A Journey with a Graph Database
What is a graph database you may say
If I say table and you immediately assume that I’m talking about databases, there is a good chance that you work in IT. This is not surprising because, like most developers, you probably took your baby steps with a relational database.
Then one day, you find yourself looking at other kinds of databases, maybe because RDBMS is not a good fit anymore, maybe you’re just curious. Whatever that reason may be, I hope you turned to graph databases.
Before going straight into the concept of graph databases, a short introduction to graphs doesn’t hurt.
Graphs are an abstract representation of data with objects (called nodes or vertices) and the relationship between these objects (lines or edges). A graph is what naturally comes into mind when we think about drawing a model.
A graph database is basically just a way to store data as nodes and relationships.
Nodes represent your objects (often nouns), while relationships represent how they interact and relate to each other (often verbs).
The small graph below is a simple way to represent people and the departments they belong to.
Graph databases are not really new. In fact, they are commonly used by some big companies that deal with heavily interconnected data especially when there is a social component.
Because a picture is worth a thousand words, let me give you a quick example comparing a graph model with a relational database.
Screenshots taken from https://neo4j.com/developer/relational-to-graph-modeling
As you may notice, a graph data model is more “friendly” because most people naturally tend to represent an example of a data structure by drawing nodes and arrows to connect them.
This goes without saying, but when you design your data structure at the beginning of your project, this will be a huge time saver because you won’t need to reformat your model to fit an RDBMS data structure.
It’s not you, it’s me say
I have worked with relational databases for a decade now. This option is the common way to store data and interact with it.
I have nothing against RDBMS, in fact, it’s still what I use most of the time when it’s the best choice for my project.
Yes, because sometimes, it’s not really the best option but we still use an RDBMS, because in the end it will always work, and you know what we say, if it ain’t broke, don’t fix it!
While working on a project, you don’t just make it work, you probably spend some time thinking about the best tools you can use to build a strong base for your project. This includes choosing tools that will scale with your project and won’t work against you when things go south.
When we started drawing our data structure, we quickly noticed how interconnected it was, in other words, that translated to a lot of table joins in SQL.

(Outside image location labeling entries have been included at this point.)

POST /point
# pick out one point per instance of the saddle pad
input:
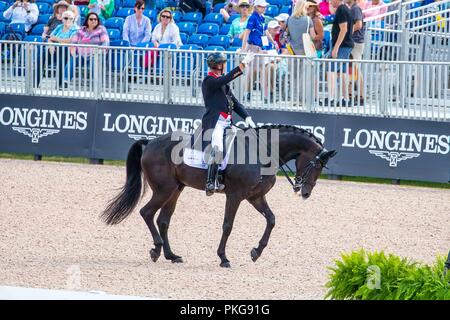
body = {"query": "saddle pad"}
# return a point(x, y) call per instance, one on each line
point(196, 158)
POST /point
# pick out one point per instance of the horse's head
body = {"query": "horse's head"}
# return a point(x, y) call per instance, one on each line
point(308, 169)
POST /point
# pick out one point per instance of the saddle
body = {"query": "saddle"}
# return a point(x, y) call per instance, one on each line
point(196, 154)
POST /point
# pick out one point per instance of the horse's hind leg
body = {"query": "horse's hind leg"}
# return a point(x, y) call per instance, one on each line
point(163, 222)
point(261, 205)
point(148, 214)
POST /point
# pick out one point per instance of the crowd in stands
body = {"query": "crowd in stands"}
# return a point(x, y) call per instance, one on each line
point(278, 27)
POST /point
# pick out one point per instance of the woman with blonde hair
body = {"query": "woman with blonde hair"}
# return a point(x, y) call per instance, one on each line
point(298, 24)
point(166, 31)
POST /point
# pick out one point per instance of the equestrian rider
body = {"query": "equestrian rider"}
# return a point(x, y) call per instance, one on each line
point(220, 104)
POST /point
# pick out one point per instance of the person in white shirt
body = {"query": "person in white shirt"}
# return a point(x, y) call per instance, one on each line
point(23, 11)
point(166, 31)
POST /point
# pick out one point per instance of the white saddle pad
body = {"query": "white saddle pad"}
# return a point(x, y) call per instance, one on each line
point(196, 158)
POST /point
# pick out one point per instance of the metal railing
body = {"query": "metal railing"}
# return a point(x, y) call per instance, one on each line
point(418, 90)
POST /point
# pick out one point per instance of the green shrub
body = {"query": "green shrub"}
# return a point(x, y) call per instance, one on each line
point(374, 276)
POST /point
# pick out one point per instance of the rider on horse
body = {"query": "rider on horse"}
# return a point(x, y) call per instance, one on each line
point(220, 103)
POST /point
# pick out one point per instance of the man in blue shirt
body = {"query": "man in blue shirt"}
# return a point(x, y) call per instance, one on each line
point(256, 37)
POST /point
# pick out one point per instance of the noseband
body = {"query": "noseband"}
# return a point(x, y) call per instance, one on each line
point(302, 180)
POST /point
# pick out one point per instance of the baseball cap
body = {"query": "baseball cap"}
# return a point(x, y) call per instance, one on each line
point(261, 3)
point(282, 17)
point(273, 24)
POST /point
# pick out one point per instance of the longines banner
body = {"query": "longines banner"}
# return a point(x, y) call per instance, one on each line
point(367, 146)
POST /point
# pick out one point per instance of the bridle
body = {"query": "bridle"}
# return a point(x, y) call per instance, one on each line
point(302, 180)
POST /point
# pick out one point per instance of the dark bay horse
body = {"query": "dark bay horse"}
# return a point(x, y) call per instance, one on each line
point(242, 182)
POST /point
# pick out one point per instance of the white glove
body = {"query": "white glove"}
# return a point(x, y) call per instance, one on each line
point(249, 122)
point(248, 58)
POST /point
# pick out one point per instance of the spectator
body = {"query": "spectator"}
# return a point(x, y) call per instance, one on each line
point(324, 8)
point(358, 48)
point(76, 12)
point(62, 34)
point(137, 27)
point(377, 8)
point(298, 24)
point(166, 31)
point(24, 11)
point(313, 12)
point(281, 37)
point(103, 8)
point(193, 6)
point(56, 19)
point(239, 25)
point(255, 38)
point(231, 7)
point(92, 32)
point(342, 45)
point(270, 69)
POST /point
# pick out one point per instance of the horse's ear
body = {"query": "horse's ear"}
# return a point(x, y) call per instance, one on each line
point(327, 155)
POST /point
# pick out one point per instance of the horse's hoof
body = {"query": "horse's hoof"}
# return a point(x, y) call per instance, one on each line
point(254, 254)
point(154, 255)
point(177, 260)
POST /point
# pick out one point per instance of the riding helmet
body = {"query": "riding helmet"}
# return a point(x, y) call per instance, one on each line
point(215, 58)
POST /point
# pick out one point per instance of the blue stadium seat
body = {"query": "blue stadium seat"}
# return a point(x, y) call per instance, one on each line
point(183, 37)
point(271, 11)
point(216, 18)
point(44, 8)
point(187, 27)
point(236, 42)
point(225, 29)
point(124, 12)
point(43, 18)
point(214, 48)
point(115, 23)
point(114, 34)
point(195, 17)
point(234, 49)
point(128, 3)
point(218, 6)
point(33, 38)
point(2, 28)
point(210, 29)
point(3, 6)
point(232, 17)
point(152, 15)
point(167, 46)
point(278, 3)
point(198, 39)
point(38, 29)
point(285, 9)
point(190, 47)
point(177, 15)
point(222, 41)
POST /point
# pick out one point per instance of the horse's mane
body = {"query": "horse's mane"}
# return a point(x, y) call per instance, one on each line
point(289, 127)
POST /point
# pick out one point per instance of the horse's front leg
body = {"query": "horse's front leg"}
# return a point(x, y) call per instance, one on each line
point(261, 205)
point(231, 207)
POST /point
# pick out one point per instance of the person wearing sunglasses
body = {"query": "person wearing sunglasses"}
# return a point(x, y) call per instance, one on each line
point(166, 31)
point(93, 33)
point(103, 8)
point(59, 54)
point(137, 27)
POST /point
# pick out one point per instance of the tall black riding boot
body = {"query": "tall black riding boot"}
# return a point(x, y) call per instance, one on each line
point(211, 180)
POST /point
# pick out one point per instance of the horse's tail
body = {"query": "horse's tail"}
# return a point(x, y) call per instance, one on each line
point(121, 206)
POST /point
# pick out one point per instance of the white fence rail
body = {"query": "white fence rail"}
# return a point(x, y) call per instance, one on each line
point(386, 88)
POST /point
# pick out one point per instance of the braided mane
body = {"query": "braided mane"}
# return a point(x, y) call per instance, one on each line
point(290, 127)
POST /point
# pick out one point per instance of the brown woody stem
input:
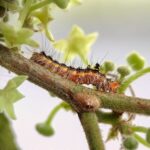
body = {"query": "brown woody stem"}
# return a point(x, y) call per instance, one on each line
point(80, 97)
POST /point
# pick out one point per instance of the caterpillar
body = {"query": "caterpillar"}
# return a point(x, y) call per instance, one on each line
point(77, 75)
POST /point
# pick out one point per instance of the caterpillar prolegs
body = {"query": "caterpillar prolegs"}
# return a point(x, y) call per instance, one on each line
point(77, 75)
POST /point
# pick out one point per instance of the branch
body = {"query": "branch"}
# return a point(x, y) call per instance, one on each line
point(7, 138)
point(93, 134)
point(81, 98)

One of the key concepts of our app is a recommendation system powerful enough to be able to generate recommendations based on multiple factors.
So, in a nutshell, our app has highly interconnected data, needs a recommendation system, and on top of that, we needed it to scale easily, all with only a minor impact on performance.
I’m not saying that RDBMS can’t do the job, just that it’s probably not the best option for this task, especially when it comes to the recommendation system.
Why a graph database was the answer
Our app Dayvelop was designed as a solution for developers to keep track of news related to their favorite technologies and languages by subscribing to information feeds and participating in simple quizzes.
Basically, that means that a typical user can subscribe to multiple information sources and after a few months, we can have users with thousands or millions of articles opened, and it’s the same for the quizzes.
If you extend this to thousands of users, your performance won’t be that great with an RDBMS.
So basically, at this point, we have two choices, make it work with RDBMS whatever the cost or try to solve this with a graph database.
A graph database was built to deal with highly interconnected data as a core feature. Creating a recommendation system that can grow with the data volume generated by users is a piece of cake.
Here is an oversimplified version of our data model:
In red, we have user nodes and in blue, articles read by these users.
A recommendation engine can be used here to create recommendations based on user reading lists.
What user 56651 can be interested in is “articles read by users that also read one or more articles from my reading list”.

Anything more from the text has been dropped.